A Focus on Transparency

It’s impossible to overstate how the current lack of transparency contributes to, not only many of the circumstances that spawn shortages, but also to the exacerbation of shortages that might have been potentially more manageable, or even prevented, in some cases. However, transparency isn’t as straightforward of a goal as it seems at first which is quickly revealed once you start asking the hard question: “exactly what information will be transparent to whom?” The answer is guaranteed to be different depending on who is asking or answering. The general objective of improving transparency is fairly well agreed upon across stakeholders but the exact objective of how that transparency will be defined or even who gets to decide if it is sufficiently transparent remains uncertain. As we flesh out ideas and innovations, like those mentioned in the CIDRAP article, there are some very important considerations to be made if any proposed interventions are going to be successful.

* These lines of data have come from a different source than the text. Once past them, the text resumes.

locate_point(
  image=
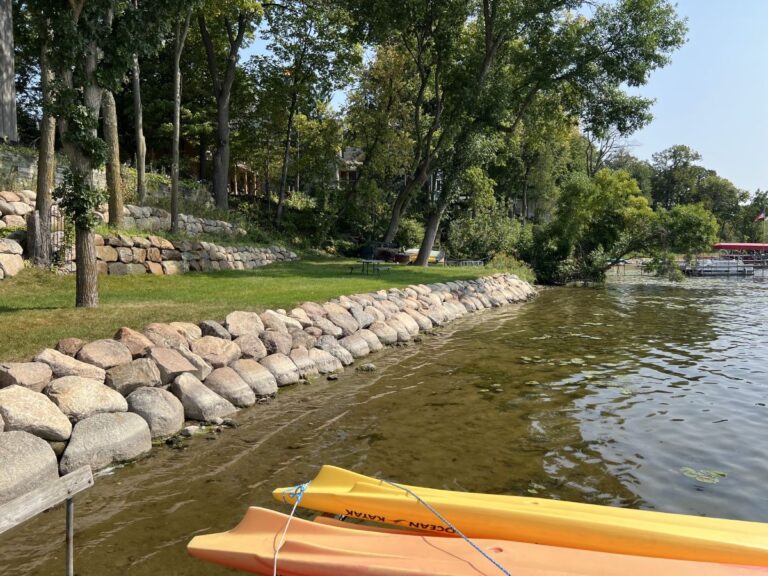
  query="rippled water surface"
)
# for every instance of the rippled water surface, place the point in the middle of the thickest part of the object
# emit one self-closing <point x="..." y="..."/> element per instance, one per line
<point x="642" y="394"/>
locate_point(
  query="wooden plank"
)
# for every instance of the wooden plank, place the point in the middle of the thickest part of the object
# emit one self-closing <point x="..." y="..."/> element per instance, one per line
<point x="41" y="499"/>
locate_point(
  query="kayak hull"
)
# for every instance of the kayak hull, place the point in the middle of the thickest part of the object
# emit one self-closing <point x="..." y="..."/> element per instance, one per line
<point x="536" y="520"/>
<point x="313" y="549"/>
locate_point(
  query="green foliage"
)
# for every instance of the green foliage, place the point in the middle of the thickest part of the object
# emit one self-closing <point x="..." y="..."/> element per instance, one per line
<point x="78" y="200"/>
<point x="410" y="233"/>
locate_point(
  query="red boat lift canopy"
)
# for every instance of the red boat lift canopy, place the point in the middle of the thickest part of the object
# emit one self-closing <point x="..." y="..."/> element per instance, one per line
<point x="749" y="247"/>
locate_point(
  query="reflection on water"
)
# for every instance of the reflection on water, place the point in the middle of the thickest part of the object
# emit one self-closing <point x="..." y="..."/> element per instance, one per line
<point x="642" y="394"/>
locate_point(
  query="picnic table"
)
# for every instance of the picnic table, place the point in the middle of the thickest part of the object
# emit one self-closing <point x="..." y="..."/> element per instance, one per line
<point x="368" y="267"/>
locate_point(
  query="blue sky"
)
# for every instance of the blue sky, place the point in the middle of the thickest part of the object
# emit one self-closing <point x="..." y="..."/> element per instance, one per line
<point x="713" y="97"/>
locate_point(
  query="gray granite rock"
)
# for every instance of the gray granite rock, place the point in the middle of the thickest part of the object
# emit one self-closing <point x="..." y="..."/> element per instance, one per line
<point x="282" y="368"/>
<point x="306" y="366"/>
<point x="170" y="363"/>
<point x="162" y="411"/>
<point x="332" y="346"/>
<point x="216" y="351"/>
<point x="78" y="398"/>
<point x="26" y="462"/>
<point x="105" y="353"/>
<point x="374" y="344"/>
<point x="104" y="439"/>
<point x="28" y="411"/>
<point x="243" y="323"/>
<point x="261" y="380"/>
<point x="325" y="362"/>
<point x="62" y="365"/>
<point x="139" y="373"/>
<point x="200" y="402"/>
<point x="277" y="342"/>
<point x="228" y="384"/>
<point x="356" y="345"/>
<point x="32" y="375"/>
<point x="251" y="346"/>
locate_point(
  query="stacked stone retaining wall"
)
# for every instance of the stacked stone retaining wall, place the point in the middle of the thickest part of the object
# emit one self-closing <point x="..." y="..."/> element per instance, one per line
<point x="103" y="402"/>
<point x="122" y="254"/>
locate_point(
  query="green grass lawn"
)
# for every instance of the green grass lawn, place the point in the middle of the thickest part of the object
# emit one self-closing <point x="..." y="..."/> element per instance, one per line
<point x="37" y="308"/>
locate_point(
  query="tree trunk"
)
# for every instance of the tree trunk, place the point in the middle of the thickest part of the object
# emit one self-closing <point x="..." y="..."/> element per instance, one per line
<point x="40" y="244"/>
<point x="286" y="159"/>
<point x="430" y="234"/>
<point x="398" y="209"/>
<point x="87" y="274"/>
<point x="7" y="75"/>
<point x="141" y="143"/>
<point x="114" y="180"/>
<point x="221" y="155"/>
<point x="181" y="36"/>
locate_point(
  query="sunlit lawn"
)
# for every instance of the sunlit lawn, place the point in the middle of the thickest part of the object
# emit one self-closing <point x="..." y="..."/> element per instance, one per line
<point x="37" y="308"/>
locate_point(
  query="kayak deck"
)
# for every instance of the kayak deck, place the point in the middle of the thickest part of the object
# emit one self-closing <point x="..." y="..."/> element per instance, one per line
<point x="315" y="549"/>
<point x="536" y="520"/>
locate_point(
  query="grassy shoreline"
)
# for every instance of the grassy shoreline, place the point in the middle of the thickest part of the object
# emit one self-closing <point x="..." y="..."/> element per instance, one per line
<point x="37" y="308"/>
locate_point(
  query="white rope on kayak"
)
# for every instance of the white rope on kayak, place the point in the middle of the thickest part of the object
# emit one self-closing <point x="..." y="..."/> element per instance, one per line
<point x="296" y="492"/>
<point x="447" y="523"/>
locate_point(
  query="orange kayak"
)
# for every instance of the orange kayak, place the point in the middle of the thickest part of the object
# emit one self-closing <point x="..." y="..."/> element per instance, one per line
<point x="318" y="549"/>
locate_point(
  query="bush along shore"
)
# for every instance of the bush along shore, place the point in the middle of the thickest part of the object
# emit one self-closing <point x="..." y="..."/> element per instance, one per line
<point x="104" y="402"/>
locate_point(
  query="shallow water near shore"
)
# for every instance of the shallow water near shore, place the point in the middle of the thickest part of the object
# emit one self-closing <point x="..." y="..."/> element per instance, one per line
<point x="642" y="394"/>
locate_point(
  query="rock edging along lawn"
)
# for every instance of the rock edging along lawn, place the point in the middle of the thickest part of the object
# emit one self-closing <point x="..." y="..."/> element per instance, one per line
<point x="122" y="254"/>
<point x="102" y="402"/>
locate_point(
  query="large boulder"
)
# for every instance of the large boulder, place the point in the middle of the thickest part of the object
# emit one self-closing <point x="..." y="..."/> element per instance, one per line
<point x="32" y="375"/>
<point x="216" y="351"/>
<point x="78" y="398"/>
<point x="277" y="342"/>
<point x="23" y="409"/>
<point x="135" y="341"/>
<point x="105" y="353"/>
<point x="282" y="368"/>
<point x="325" y="362"/>
<point x="213" y="328"/>
<point x="137" y="374"/>
<point x="306" y="366"/>
<point x="104" y="439"/>
<point x="63" y="365"/>
<point x="384" y="332"/>
<point x="328" y="328"/>
<point x="332" y="346"/>
<point x="162" y="411"/>
<point x="202" y="368"/>
<point x="200" y="402"/>
<point x="26" y="462"/>
<point x="251" y="346"/>
<point x="374" y="344"/>
<point x="228" y="384"/>
<point x="165" y="335"/>
<point x="345" y="321"/>
<point x="356" y="345"/>
<point x="261" y="380"/>
<point x="241" y="323"/>
<point x="170" y="363"/>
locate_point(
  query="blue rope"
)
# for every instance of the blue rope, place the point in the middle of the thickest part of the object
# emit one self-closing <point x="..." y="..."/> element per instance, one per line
<point x="447" y="523"/>
<point x="297" y="493"/>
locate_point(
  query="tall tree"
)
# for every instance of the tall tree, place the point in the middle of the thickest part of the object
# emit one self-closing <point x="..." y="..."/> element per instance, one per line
<point x="114" y="178"/>
<point x="181" y="29"/>
<point x="235" y="19"/>
<point x="8" y="129"/>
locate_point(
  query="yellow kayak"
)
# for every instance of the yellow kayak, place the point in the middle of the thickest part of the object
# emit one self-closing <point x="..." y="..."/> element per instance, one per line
<point x="535" y="520"/>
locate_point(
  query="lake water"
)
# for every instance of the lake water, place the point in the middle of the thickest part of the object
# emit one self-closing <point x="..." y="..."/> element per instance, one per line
<point x="643" y="394"/>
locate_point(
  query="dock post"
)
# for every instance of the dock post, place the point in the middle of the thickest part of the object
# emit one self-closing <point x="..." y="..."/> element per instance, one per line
<point x="70" y="537"/>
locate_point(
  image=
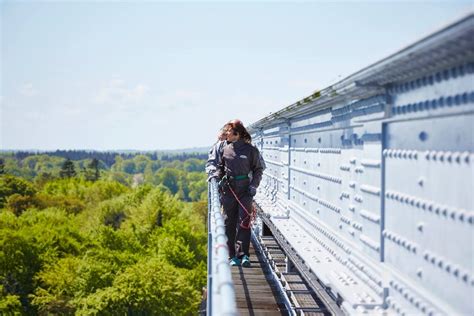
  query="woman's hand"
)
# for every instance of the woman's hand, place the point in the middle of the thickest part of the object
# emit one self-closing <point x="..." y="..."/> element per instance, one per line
<point x="252" y="190"/>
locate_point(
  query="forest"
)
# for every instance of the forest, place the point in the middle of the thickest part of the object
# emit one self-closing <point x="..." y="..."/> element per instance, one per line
<point x="81" y="236"/>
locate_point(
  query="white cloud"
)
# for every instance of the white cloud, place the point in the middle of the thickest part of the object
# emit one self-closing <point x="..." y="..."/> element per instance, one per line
<point x="117" y="93"/>
<point x="28" y="90"/>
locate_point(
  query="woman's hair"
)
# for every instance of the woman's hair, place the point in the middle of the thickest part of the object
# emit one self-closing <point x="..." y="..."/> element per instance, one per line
<point x="237" y="127"/>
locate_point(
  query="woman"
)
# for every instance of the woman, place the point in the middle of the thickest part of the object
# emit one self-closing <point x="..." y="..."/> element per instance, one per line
<point x="239" y="159"/>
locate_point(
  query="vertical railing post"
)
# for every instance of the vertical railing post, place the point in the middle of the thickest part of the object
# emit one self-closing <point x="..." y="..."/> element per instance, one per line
<point x="220" y="288"/>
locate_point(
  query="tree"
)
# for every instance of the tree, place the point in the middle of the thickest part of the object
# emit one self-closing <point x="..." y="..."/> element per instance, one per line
<point x="2" y="166"/>
<point x="10" y="185"/>
<point x="67" y="169"/>
<point x="92" y="172"/>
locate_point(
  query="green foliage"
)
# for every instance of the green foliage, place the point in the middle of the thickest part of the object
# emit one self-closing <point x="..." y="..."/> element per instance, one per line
<point x="67" y="170"/>
<point x="10" y="185"/>
<point x="9" y="304"/>
<point x="135" y="292"/>
<point x="81" y="245"/>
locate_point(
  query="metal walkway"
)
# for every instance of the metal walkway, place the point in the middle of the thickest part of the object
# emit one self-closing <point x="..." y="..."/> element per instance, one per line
<point x="253" y="292"/>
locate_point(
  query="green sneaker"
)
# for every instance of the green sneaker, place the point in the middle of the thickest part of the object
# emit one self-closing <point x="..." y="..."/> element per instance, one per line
<point x="234" y="261"/>
<point x="245" y="261"/>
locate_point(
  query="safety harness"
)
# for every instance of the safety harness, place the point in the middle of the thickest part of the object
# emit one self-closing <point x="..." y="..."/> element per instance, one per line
<point x="250" y="215"/>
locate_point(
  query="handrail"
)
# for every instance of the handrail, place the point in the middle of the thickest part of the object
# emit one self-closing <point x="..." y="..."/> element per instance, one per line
<point x="220" y="287"/>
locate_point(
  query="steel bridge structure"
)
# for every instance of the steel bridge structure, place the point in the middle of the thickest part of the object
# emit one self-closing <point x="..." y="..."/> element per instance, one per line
<point x="368" y="189"/>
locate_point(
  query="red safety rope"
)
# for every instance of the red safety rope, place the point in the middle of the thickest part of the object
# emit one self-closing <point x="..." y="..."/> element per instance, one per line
<point x="251" y="215"/>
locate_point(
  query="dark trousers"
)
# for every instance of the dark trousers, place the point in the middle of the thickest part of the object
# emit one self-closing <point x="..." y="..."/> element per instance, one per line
<point x="237" y="222"/>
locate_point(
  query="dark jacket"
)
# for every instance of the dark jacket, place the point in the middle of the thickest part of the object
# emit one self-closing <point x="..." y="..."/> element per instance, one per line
<point x="215" y="154"/>
<point x="238" y="159"/>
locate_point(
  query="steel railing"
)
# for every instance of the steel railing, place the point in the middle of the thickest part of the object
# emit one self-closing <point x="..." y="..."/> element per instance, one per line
<point x="220" y="287"/>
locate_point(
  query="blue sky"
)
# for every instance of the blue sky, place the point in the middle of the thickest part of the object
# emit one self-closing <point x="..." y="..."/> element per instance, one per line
<point x="166" y="75"/>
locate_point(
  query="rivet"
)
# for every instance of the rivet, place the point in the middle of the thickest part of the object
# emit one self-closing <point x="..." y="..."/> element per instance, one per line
<point x="419" y="273"/>
<point x="441" y="156"/>
<point x="456" y="271"/>
<point x="449" y="156"/>
<point x="465" y="157"/>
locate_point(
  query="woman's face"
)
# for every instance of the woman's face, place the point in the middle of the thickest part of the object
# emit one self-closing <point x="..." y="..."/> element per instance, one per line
<point x="232" y="136"/>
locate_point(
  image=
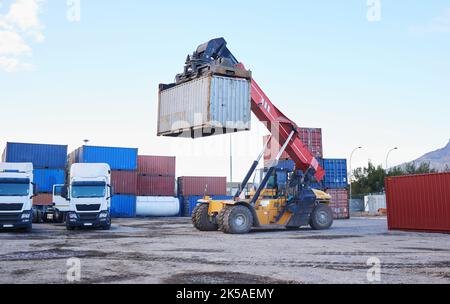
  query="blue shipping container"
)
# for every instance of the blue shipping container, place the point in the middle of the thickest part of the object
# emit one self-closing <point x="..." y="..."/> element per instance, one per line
<point x="335" y="173"/>
<point x="117" y="158"/>
<point x="189" y="203"/>
<point x="46" y="178"/>
<point x="123" y="206"/>
<point x="42" y="156"/>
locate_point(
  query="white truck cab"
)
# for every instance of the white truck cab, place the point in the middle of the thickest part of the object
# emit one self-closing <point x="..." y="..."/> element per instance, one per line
<point x="16" y="196"/>
<point x="61" y="206"/>
<point x="89" y="194"/>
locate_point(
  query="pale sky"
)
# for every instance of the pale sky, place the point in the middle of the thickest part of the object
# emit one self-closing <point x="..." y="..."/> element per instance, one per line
<point x="68" y="75"/>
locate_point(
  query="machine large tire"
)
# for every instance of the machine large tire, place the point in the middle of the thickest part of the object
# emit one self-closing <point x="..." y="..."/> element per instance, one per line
<point x="237" y="220"/>
<point x="321" y="217"/>
<point x="201" y="219"/>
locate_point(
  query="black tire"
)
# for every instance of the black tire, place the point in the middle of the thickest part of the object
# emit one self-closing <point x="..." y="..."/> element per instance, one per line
<point x="202" y="220"/>
<point x="107" y="227"/>
<point x="28" y="229"/>
<point x="321" y="217"/>
<point x="237" y="220"/>
<point x="220" y="218"/>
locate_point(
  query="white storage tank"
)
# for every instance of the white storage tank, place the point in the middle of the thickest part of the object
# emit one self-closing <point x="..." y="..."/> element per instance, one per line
<point x="373" y="203"/>
<point x="155" y="206"/>
<point x="209" y="105"/>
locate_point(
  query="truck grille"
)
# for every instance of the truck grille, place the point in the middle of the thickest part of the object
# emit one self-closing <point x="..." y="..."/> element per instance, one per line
<point x="9" y="218"/>
<point x="88" y="207"/>
<point x="11" y="207"/>
<point x="88" y="216"/>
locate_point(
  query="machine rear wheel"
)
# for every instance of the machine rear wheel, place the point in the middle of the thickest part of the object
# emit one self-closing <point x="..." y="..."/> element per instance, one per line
<point x="202" y="220"/>
<point x="237" y="220"/>
<point x="321" y="217"/>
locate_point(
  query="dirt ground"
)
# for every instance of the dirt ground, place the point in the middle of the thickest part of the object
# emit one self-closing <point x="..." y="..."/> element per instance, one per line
<point x="172" y="251"/>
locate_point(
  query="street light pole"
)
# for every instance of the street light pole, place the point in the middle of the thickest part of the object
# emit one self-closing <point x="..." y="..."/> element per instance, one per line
<point x="387" y="157"/>
<point x="351" y="172"/>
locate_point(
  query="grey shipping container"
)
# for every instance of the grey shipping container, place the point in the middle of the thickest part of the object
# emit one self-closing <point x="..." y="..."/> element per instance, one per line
<point x="209" y="105"/>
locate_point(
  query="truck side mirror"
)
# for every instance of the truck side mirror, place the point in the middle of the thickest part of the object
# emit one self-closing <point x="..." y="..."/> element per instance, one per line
<point x="111" y="192"/>
<point x="65" y="192"/>
<point x="35" y="190"/>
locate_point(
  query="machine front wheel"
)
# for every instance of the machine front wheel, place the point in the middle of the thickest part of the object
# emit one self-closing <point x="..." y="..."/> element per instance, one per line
<point x="202" y="220"/>
<point x="237" y="220"/>
<point x="321" y="217"/>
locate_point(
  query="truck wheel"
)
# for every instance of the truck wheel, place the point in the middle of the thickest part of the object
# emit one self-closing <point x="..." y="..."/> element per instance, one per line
<point x="28" y="229"/>
<point x="321" y="217"/>
<point x="202" y="220"/>
<point x="237" y="220"/>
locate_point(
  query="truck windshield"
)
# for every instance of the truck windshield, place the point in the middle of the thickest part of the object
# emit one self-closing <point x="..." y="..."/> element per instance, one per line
<point x="14" y="187"/>
<point x="88" y="190"/>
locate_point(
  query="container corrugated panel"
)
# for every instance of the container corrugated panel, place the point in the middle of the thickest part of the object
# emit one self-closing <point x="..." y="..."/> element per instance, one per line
<point x="116" y="158"/>
<point x="46" y="178"/>
<point x="202" y="185"/>
<point x="156" y="165"/>
<point x="42" y="156"/>
<point x="312" y="138"/>
<point x="43" y="200"/>
<point x="340" y="203"/>
<point x="124" y="182"/>
<point x="207" y="102"/>
<point x="123" y="206"/>
<point x="190" y="202"/>
<point x="155" y="185"/>
<point x="335" y="173"/>
<point x="419" y="203"/>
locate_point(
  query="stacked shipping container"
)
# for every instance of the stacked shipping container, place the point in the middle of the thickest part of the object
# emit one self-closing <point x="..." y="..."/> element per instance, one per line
<point x="49" y="163"/>
<point x="156" y="186"/>
<point x="419" y="203"/>
<point x="156" y="176"/>
<point x="339" y="203"/>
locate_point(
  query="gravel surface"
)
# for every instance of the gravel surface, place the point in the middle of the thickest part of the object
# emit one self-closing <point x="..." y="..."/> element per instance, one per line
<point x="172" y="251"/>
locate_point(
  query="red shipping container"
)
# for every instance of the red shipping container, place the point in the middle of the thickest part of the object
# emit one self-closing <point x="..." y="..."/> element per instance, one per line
<point x="155" y="185"/>
<point x="311" y="138"/>
<point x="340" y="203"/>
<point x="156" y="165"/>
<point x="419" y="203"/>
<point x="43" y="200"/>
<point x="196" y="185"/>
<point x="124" y="182"/>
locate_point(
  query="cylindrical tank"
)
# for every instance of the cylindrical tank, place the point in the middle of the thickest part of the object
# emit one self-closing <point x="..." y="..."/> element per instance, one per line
<point x="153" y="206"/>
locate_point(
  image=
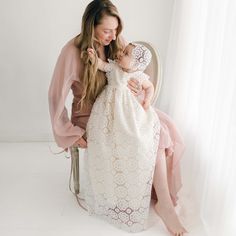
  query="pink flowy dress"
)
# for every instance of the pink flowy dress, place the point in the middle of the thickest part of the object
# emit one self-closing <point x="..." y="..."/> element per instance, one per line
<point x="67" y="73"/>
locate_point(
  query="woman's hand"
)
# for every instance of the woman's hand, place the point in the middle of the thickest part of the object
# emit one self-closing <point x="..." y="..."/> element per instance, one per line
<point x="81" y="143"/>
<point x="91" y="54"/>
<point x="134" y="86"/>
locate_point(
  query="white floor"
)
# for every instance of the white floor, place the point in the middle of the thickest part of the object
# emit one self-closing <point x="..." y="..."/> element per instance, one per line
<point x="35" y="198"/>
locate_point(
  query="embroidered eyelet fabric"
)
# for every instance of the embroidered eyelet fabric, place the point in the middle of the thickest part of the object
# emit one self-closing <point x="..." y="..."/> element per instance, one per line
<point x="120" y="159"/>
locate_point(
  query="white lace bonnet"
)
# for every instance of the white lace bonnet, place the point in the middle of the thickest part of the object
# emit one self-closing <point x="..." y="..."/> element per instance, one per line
<point x="142" y="56"/>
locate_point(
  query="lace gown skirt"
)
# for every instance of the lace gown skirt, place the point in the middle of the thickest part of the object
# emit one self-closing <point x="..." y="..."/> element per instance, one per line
<point x="120" y="159"/>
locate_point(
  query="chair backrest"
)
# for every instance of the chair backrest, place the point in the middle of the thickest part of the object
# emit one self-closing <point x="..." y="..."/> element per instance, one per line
<point x="154" y="69"/>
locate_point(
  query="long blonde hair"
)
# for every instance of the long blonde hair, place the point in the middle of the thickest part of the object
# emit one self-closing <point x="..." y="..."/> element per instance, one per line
<point x="93" y="80"/>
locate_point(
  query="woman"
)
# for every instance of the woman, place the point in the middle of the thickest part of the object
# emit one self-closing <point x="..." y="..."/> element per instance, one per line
<point x="101" y="28"/>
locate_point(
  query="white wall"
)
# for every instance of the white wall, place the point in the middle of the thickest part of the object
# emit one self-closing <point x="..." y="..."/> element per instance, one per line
<point x="32" y="34"/>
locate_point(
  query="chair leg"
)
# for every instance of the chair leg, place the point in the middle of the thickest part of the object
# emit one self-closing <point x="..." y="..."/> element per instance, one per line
<point x="75" y="172"/>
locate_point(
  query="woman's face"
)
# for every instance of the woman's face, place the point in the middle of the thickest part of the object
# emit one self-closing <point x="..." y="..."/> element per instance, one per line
<point x="107" y="30"/>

If the federal government is to create a unique entity to research, monitor, and improve the drug supply chain along the lines of what CIDRAP has suggested, these are some important considerations for that effort:

This new entity absolutely must incorporate representation of ALL stakeholders across the entire drug supply chain.
Physicians, providers, pharmacists, nurses, hospitals, and yes, even the public (our patients) need to be allowed to contribute, participate, and have influence in this effort. Too often, this issue gets characterized as purely a supply chain issue without full appreciation of the public health and human consequences in the decisions being made.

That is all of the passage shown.